Турджан поставил горшок рядом с клеткой, вернулся к табурету и медленно присел. Тварь отказывалась есть уже целую неделю. Неужели под идиотской внешностью этой образины скрывалась проницательность? Воля к прекращению существования? По мере того, как Турджан наблюдал за своим произведением, голубоватые белесые глаза существа закатились, огромная голова поникла и с глухим стуком упала на пол. Конечности твари расслабились — она сдохла.
Турджан вздохнул и покинул помещение. Поднимаясь по извилистой каменной лестнице, в конце концов он вышел на крышу замка Миир, возвышавшегося над глубокой долиной реки Дерны. На западе Солнце уже приближалось к горизонту древней Земли; рубиновые косые лучи, словно насыщенные густым вином, пробивались между корявыми кряжистыми стволами архаического леса и озаряли подстилку мшистого дерна. Солнце заходило, совершая обряд, заведенный испокон веков; ночь последних дней — мягкий теплый мрак — быстро окутывала лес, пока Турджан стоял, размышляя о смерти своего новейшего творения.

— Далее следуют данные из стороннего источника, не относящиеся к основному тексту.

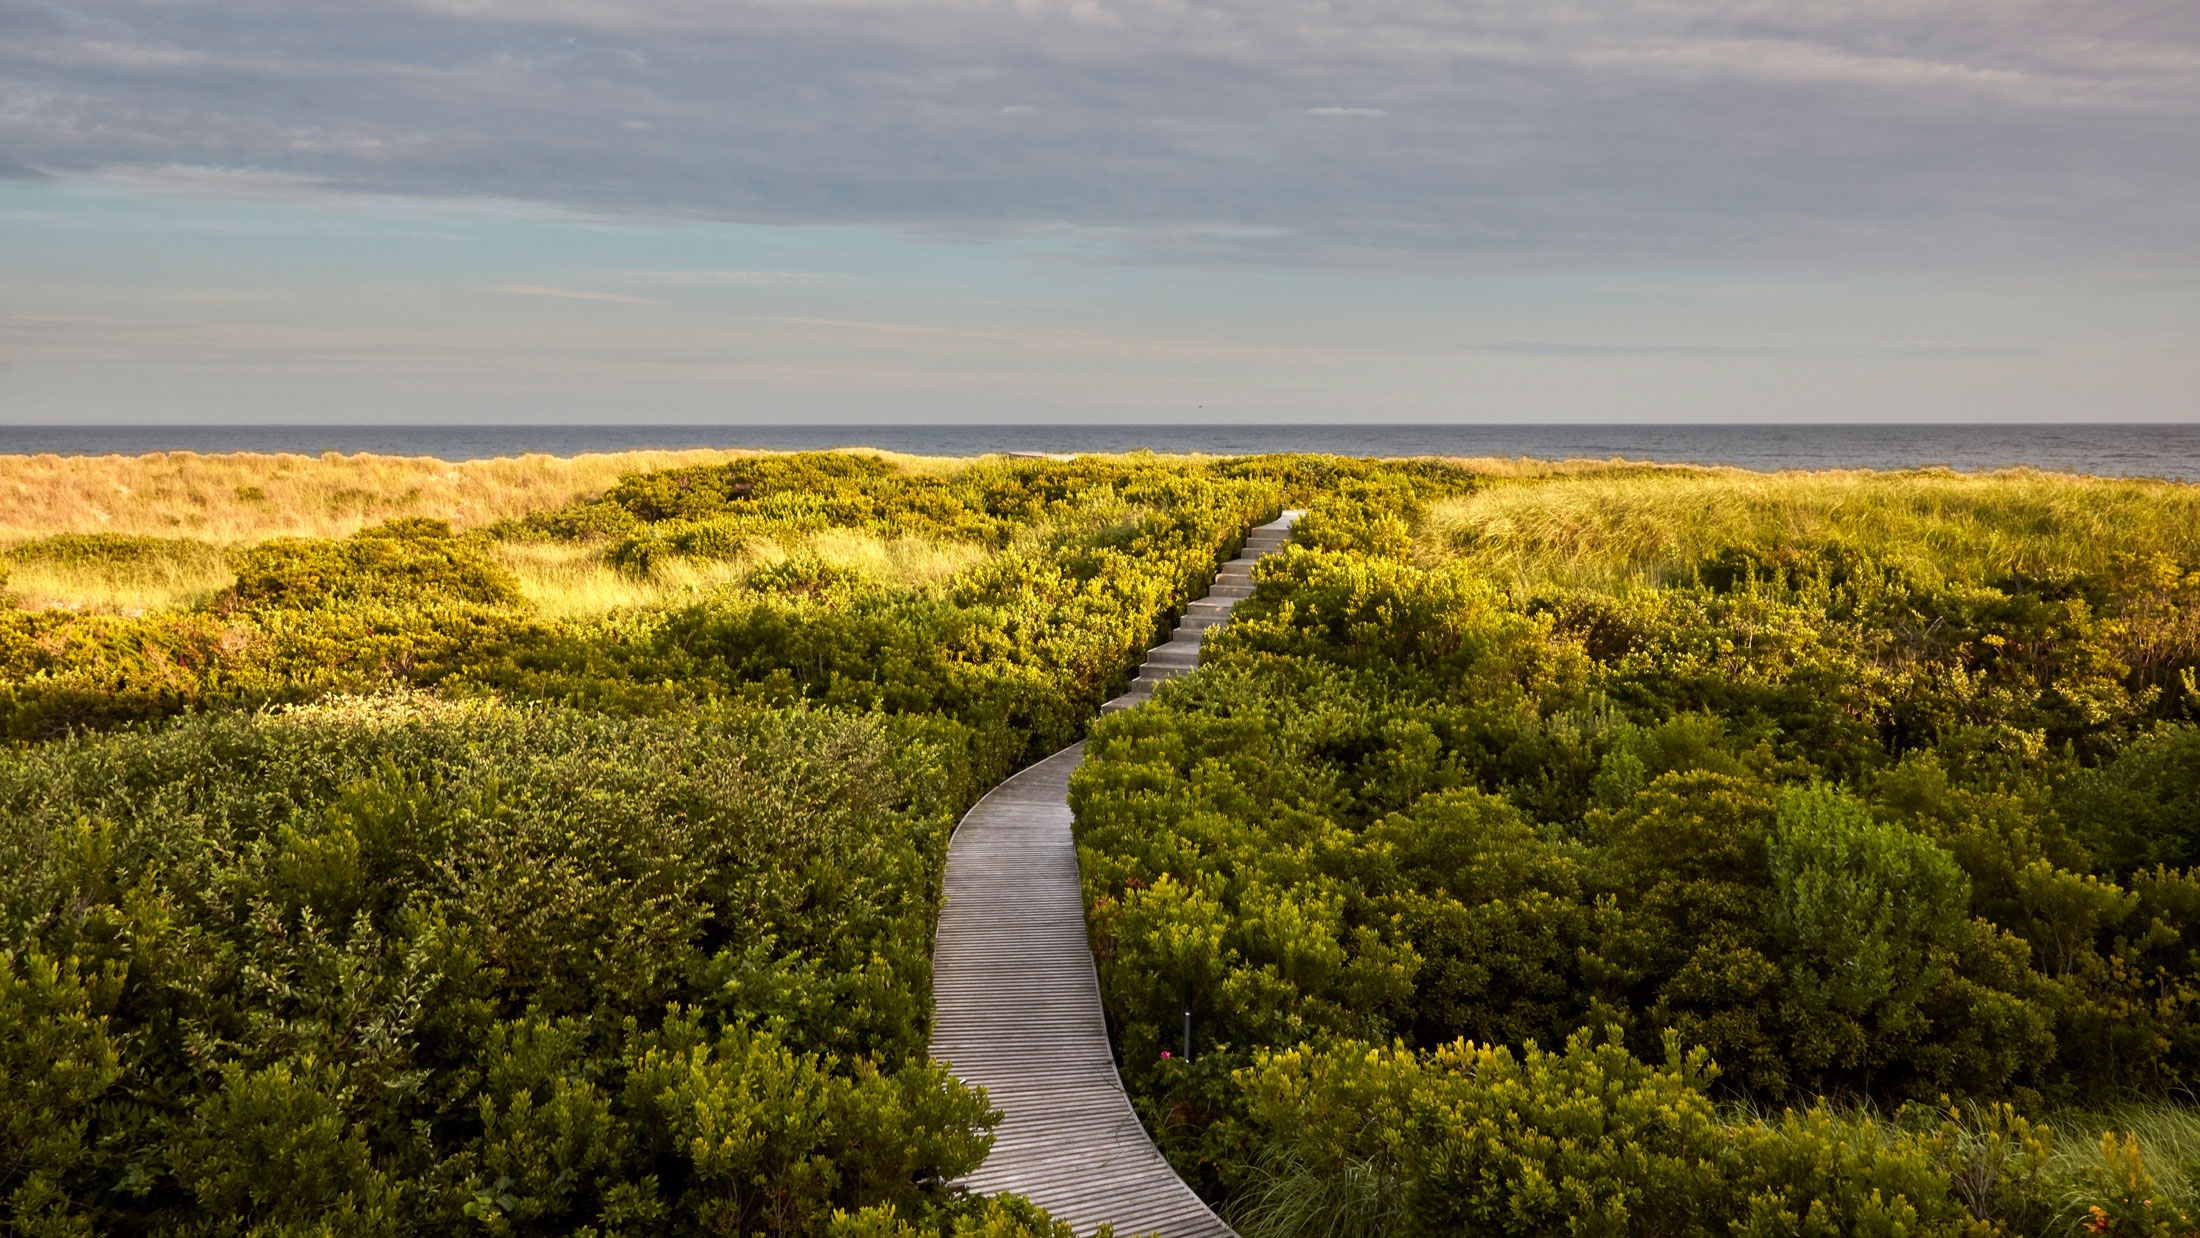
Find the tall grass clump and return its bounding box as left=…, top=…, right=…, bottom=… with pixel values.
left=490, top=530, right=991, bottom=619
left=2, top=532, right=235, bottom=613
left=1426, top=467, right=2200, bottom=592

Он вспоминал множество предыдущих экспериментов: тварь, состоявшую из слипшихся глаз, бескостное существо с обнаженной пульсирующей поверхностью мозга, прекрасное женское тело, кишки которого тянулись из него в питательном растворе подобно ищущим опоры шевелящимся побегам, вывернутые наизнанку организмы… Турджан уныло вздохнул. Он применял ошибочные методы; в процессе синтеза отсутствовал какой-то фундаментальный элемент, матрица, упорядочивающая развитие органов и тканей.
Сидя на скамье и глядя на темнеющий ландшафт, Турджан погрузился памятью в сумрак прошлого — когда-то, много лет тому назад, здесь, рядом с ним, стоял Мудрец.
«В незапамятные времена, — говорил Мудрец, устремив взор на звезду, мерцавшую над самым горизонтом, — чародеям были известны тысячи заклинаний, и любые пожелания кудесников исполнялись. Теперь Земля умирает — в распоряжении людей осталась лишь сотня заклинаний, дошедших до нас благодаря древним книгам… Есть, однако, один чудотворец, по имени Панделюм — ему известны все заклинания, колдовские чары, магические формулы, руны и тавматургические обряды, какие когда-либо расчленяли и претворяли пространство…» Мудрец замолчал, погрузившись в раздумье.
«Где он, этот Панделюм?» — спросил через некоторое время Турджан.
«Он обитает в Эмбелионе, — ответил Мудрец, — но где находится эта страна, никто не знает».
«Как же его найти, если никто не знает, где он?»
Мудрец усмехнулся: «Если оно когда-нибудь кому-нибудь понадобится, существует заклинание, позволяющее перенестись в Эмбелион».
Оба помолчали, после чего Мудрец произнес, глядя куда-то поверх лесных крон: «Панделюму можно задать любой вопрос — и он ответит, если вопрошающий сделает то, чего пожелает Панделюм. А выполнять желания Панделюма непросто».
Мудрец согласился показать Турджану упомянутое заклинание, обнаруженное им в папке древних документов и до тех пор никому другому не известное.
Вспомнив об этой беседе, Турджан спустился к себе в кабинет — продолговатое помещение с низким потолком, каменными стенами и каменным полом, утепленным толстым рыжеватым ковром. Тома, содержавшие доступные Турджану магические сведения, беспорядочно заполняли полки нескольких стеллажей; наиболее употребительные лежали на длинном столе из черной стали. Здесь были справочники из собраний чародеев прошлого, растрепанные фолианты Мудреца и переплетенные в кожу либрамы, испещренные слоговыми символами сотни могущественных заклинаний — настолько непреодолимых для непосвященных, что даже Турджан не был способен запомнить больше четырех одновременно.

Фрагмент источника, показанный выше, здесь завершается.